The protest was sparked by a government decision to hike the retirement age by seven years. Soldiers will also have to work a minimum period before qualifying for a pension.
The changes are set to come into force in January.
RT: This year the Belgian authorities declared a third-level terror threat. Yet the army, which is supposed to combat that very threat, is facing major changes to work conditions. Do these reforms come at a good time?

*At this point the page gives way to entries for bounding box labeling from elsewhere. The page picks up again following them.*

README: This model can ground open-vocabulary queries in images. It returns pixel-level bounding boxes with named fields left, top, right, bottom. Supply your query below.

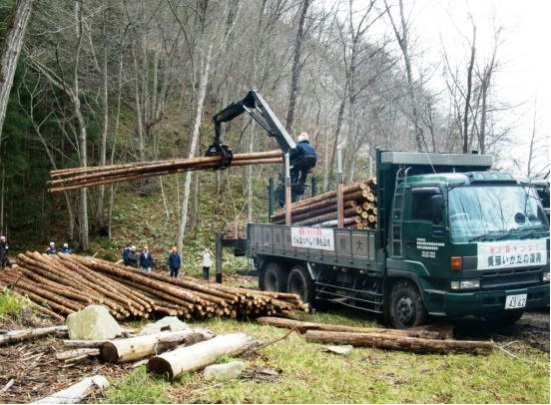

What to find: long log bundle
left=48, top=151, right=283, bottom=193
left=270, top=178, right=377, bottom=229
left=0, top=252, right=305, bottom=320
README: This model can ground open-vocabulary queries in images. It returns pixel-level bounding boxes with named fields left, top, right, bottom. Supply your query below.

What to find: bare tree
left=0, top=0, right=33, bottom=147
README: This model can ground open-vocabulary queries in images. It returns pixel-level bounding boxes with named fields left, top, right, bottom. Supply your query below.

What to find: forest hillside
left=0, top=0, right=549, bottom=255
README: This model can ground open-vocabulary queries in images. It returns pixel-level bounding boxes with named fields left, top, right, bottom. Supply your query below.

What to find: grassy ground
left=101, top=313, right=549, bottom=403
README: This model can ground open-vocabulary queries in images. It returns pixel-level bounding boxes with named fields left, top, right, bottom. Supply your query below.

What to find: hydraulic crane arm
left=207, top=90, right=296, bottom=168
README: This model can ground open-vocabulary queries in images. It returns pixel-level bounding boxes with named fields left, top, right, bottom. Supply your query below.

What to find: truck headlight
left=450, top=280, right=480, bottom=290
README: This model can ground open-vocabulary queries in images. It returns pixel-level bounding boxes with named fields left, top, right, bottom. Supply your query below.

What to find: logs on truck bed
left=147, top=333, right=254, bottom=380
left=48, top=151, right=283, bottom=193
left=305, top=330, right=494, bottom=355
left=0, top=252, right=306, bottom=320
left=270, top=178, right=377, bottom=228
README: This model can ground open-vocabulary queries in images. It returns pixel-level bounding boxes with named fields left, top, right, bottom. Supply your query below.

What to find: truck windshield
left=448, top=185, right=549, bottom=242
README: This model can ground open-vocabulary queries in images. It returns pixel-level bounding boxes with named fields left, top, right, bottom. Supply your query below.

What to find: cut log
left=305, top=330, right=494, bottom=355
left=256, top=316, right=451, bottom=339
left=100, top=329, right=214, bottom=363
left=55, top=347, right=99, bottom=360
left=33, top=375, right=109, bottom=404
left=147, top=333, right=253, bottom=380
left=0, top=325, right=67, bottom=346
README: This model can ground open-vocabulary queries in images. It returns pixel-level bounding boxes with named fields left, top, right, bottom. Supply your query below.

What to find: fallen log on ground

Jean Bricmont: No, but you see they make reforms wherever possible: to pensions, social security, health care, everybody is suffering from the cut backs. The army is also suffering from cut backs. But the problem I have is: Is the army really helping us fight terrorism or not? They can either fight terrorism abroad or in the territory of the country. Abroad I think they are not very useful because our role in the Middle East is very ambiguous, it is tied to NATO and to the US. And our role in Afghanistan doesn’t really help because I think we are not really fighting ISIS, we are also trying to overthrow Assad and it is an ambiguous role.

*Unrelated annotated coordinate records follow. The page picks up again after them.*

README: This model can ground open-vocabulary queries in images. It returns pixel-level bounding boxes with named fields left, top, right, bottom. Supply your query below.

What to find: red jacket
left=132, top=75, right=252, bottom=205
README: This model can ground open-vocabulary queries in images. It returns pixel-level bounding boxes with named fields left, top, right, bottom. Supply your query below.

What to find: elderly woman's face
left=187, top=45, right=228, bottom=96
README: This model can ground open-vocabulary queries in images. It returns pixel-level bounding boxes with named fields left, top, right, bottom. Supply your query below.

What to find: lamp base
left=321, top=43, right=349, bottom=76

If you talk about inside [the country], then I don’t think it is the role of the army to fight terrorism inside because we are not really at war. There is army patrolling the streets in Brussels and other cities. But what does that change with terrorism? If I am a terrorist, I will just not do anything when they are there, I can wait five minutes and do something somewhere else. It is impossible to control terrorism by just having the army patrolling the streets.
We do fight terrorism by special operations, police methods, indicators, surveillance, etc. Obviously, the army is useless there. I don’t think the army is really protecting us. They used to protect us during the World Wars; at least, they tried to. But that was because we had conflict with our neighbors. Now we don’t have any conflicts. We are trying to make conflict through NATO with Russia, but Russia is not the enemy.
RT: We see anti-terror raids being carried out across Europe on a daily basis. So we can’t say governments aren’t taking any measures. What’s going wrong at present? Do you think is being done?
JB: Obviously not, but what should be done is not so clear because our policies encourage terrorism. The Western policies are complicated. Because on the one hand, we encourage terrorism by attacking those countries for no good reason, Libya, Syria, Iraq, etc. But also we encourage terrorism by actually supporting terrorists in Libya and Syria whenever they are told these terrorists could be used against a government that they didn’t like. Like they did in the 1980s with the Taliban or the mujahedin in Afghanistan against the Soviet Union. It is totally incoherent to try to fight terrorism and at the same time use them for political purposes… It’s a suicidal policy.